Jerusalem Home Harbors Buried Second Temple Artifacts

June 27, 2013 1:24 am 0 comments

Bronze key ring from Second Temple period. Photo: Tzuriel Cohen-Arazi, Tazpit News Agency

Miriam Siebenberg lives in a very unusual house – unusual because of the fact that her home was built on top of another home, one that existed over 2,000 years ago. Within the ancient walls of Jerusalem’s Old City, Miriam and her husband Theo purchased a house after the Six Day War, eventually discovering that it contained a treasure trove of history buried deep underground.

Archeological excavations at the Siebenberg House.
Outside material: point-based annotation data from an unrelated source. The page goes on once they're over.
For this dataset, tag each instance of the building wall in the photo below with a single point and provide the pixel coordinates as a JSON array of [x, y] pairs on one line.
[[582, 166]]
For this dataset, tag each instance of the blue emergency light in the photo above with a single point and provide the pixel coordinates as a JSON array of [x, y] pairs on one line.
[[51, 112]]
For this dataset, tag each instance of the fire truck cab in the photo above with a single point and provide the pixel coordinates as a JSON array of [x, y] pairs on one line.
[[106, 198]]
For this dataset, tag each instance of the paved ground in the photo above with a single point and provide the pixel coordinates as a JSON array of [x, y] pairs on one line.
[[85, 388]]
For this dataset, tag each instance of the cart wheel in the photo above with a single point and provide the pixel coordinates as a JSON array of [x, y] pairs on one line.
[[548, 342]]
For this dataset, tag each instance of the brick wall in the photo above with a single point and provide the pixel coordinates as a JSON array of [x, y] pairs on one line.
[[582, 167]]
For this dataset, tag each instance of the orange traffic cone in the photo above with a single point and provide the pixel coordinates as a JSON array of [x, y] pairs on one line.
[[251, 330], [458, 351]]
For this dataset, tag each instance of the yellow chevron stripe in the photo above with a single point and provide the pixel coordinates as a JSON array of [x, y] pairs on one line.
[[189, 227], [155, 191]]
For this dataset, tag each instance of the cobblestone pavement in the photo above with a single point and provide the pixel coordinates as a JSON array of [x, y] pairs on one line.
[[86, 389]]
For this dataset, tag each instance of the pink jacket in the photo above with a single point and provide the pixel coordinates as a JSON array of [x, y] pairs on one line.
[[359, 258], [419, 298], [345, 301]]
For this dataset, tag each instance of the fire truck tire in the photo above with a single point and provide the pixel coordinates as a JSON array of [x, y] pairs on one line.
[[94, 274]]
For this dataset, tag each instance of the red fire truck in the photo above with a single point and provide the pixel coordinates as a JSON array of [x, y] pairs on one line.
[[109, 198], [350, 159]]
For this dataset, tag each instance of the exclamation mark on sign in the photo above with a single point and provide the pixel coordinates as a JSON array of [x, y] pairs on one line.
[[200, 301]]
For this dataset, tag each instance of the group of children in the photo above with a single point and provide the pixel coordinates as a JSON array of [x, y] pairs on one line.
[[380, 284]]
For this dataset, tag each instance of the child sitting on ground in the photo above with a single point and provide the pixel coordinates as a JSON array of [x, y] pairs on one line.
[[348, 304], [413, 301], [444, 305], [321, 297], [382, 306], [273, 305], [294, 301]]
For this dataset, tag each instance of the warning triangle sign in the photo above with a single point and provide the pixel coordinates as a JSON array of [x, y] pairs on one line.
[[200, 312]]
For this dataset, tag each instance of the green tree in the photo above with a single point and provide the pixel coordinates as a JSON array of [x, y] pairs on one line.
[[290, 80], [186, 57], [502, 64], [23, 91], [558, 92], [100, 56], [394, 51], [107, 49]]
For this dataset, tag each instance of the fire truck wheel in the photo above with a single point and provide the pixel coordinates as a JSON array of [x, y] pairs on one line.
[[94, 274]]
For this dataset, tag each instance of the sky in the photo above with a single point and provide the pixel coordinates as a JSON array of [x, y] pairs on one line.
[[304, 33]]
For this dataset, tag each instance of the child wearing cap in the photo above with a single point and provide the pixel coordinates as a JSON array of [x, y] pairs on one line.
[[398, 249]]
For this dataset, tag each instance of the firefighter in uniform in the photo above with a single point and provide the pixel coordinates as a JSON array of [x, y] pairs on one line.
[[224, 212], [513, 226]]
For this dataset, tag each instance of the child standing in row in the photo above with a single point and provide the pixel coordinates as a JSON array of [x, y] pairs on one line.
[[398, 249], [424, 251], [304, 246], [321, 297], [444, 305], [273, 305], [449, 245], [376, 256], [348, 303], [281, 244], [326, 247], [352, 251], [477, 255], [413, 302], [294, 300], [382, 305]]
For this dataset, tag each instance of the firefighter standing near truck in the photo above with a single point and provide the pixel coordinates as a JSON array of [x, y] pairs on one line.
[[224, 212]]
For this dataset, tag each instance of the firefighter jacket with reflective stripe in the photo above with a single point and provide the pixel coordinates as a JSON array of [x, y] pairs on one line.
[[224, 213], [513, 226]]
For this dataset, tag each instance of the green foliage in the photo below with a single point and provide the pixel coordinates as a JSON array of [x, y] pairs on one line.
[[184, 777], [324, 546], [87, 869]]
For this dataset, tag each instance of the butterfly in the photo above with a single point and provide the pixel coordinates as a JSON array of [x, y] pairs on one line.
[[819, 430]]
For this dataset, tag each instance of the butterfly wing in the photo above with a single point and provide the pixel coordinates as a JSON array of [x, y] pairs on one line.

Photo: Tzuriel Cohen-Arazi, Tazpit News Agency.

In the Siebenberg’s house, a collection of archaeological artifacts discovered after years of digging in the basement, appear on display. Arrowheads, ink-wells, coins, ancient pottery, a glass cup and pieces of jewelry including a bronze key ring, likely used in the Second Temple era by a woman to unlock her jewelry box, can all be seen in the display.

The Siebenberg House museum in Jerusalem's Old City. Photo: Tzuriel Cohen-Arazi, Tazpit News Agency

But even more intriguing is what lies beneath their home. One can see the remains of an ancient Jewish residence and a way of life that dates back to the days of King Solomon and the Second Temple period.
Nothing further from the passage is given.